2. Supplement with zinc
Another common cause of halitosis is a deficiency in the mineral zinc, which helps maintain a clean, bacteria-free mouth. Some mouthwash products actually contain zinc as an active ingredient because the mineral is a known antimicrobial, and aids in the neutralization and elimination of harmful germs. But supplementing with oral zinc and eating more zinc-rich foods like pumpkin and gourd seeds, cacao, and organ meats, for instance, might be an even better approach, as it can help address the problem systemically.
" zinc deficiency is associated with poor healing, immunity and inflammation" writes heather caruso in her book, your drug-free guide to digestive health" halitosis from oral disease can benefit from zinc supplementation.
3. Use herbs daily
Since bad breath can also stem from a buildup of heavy metals, yeast overgrowth, and other toxins inside the body, it is important to regularly flush your system via dietary interventions.
And one way you can do this is by taking stinging nettle or drinking stinging nettle tea. A powerful herb that has been shown to purify the blood and eliminate toxins from the body, stinging nettle helps stimulate the lymphatic system, increase the excretion of uric acid through the kidneys, and boost adrenal function, all of which target halitosis at its root.

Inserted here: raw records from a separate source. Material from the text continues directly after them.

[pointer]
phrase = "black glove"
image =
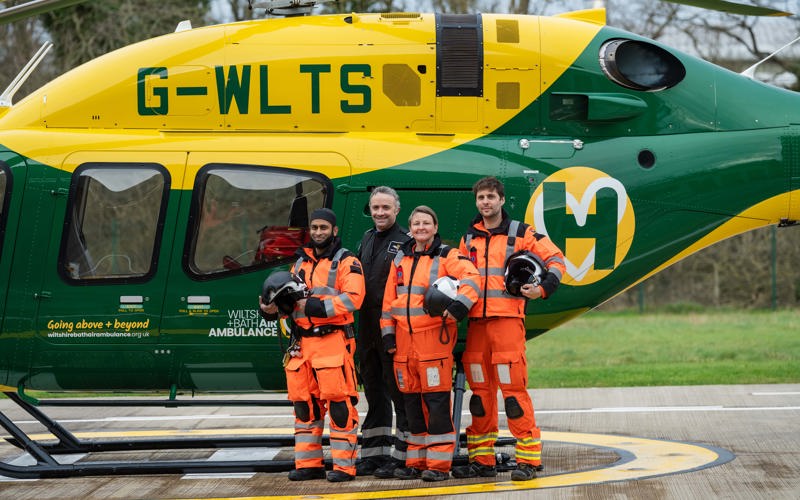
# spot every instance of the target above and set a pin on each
(315, 308)
(458, 310)
(267, 316)
(389, 342)
(549, 282)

" bad breath is often indicative of toxemia or defective elimination via liver" explains bartram's encyclopedia of herbal medicine: the definitive guide. This helpful manual goes on to suggest not only nettle, but also alfalfa sprouts, parsley, peppermint, dill, fennel, sage, licorice, dandelion goldenseal, echinacea, wild yam, myrrh, lemon, and chlorophyll tablets as viable treatment options for bad breath.
4. Take probiotics
Along these same lines, poor gut health is another common cause of bad breath. If your digestive tract is overloaded with built-up toxins, for instance, or if routine antibiotic use and poor dietary habits have left your digestive system in shambles, bad breath could merely be a side effect of another underlying problem.

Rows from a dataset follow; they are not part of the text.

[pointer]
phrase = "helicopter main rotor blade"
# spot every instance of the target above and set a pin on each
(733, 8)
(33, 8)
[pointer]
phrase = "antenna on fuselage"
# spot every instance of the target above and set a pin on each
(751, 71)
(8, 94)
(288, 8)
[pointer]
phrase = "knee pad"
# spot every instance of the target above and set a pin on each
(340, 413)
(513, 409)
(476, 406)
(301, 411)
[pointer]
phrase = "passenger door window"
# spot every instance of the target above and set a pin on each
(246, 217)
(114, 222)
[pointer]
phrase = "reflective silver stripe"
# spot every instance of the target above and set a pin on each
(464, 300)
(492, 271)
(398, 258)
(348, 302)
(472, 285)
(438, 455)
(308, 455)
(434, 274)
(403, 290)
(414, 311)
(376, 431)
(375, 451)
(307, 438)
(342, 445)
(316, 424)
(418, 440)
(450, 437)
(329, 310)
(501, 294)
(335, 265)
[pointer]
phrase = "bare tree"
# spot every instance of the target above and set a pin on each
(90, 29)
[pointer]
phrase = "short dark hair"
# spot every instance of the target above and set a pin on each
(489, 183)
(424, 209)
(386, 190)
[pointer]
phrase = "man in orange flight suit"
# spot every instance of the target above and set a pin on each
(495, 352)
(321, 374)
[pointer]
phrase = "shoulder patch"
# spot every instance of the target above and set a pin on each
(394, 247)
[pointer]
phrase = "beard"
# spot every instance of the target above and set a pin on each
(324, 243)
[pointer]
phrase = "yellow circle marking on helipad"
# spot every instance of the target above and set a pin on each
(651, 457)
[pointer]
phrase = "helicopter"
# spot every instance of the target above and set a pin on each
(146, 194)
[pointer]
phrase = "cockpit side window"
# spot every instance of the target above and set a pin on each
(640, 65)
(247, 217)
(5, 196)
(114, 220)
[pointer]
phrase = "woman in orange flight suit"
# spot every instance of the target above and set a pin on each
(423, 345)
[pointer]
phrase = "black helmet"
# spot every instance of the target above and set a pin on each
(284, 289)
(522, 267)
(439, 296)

Equally, if you suffer from certain bowel, constipation or a sluggish digestive system, you are a prime candidate for developing bad breath. The reason for this is that these conditions create an excess of gas in your body, and much of that gas exits through your mouth. Supplementing with probiotic flora or eating more probiotic-rich foods like yogurt, fermented sauerkraut and kombucha tea just might be the remedy. Taking a tablespoon of apple cider vinegar mixed with water prior to eating meals may help your digestive processes run more smoothly.
5. Include more raw foods in your diet
Eat more carrots, celery, and apples. Crunchy fruits and vegetables, preferably organic, that are rich in fiber are also beneficial in the fight against bad breath.
Eating more carrots, celery, and apples, for instance, can help scrape out the plaque buildups that are responsible for causing more mild or infrequent forms of bad breath, as well as add an extra dose of immune-boosting nutrients to your diet. These foods also help trigger an increased production of bacteria-fighting saliva inside the mouth.
6. Salt water gargle
You might also find a salt water gargle to be useful as this combination helps eliminate bacteria from your throat and tonsils. Himalayan crystal salt is recommended.
7. Consider a cleanse
If you have really bad breath, it's very likely that your body has reached toxic levels. You might want to consider a colon cleanse and then move on to doing a liver cleanse.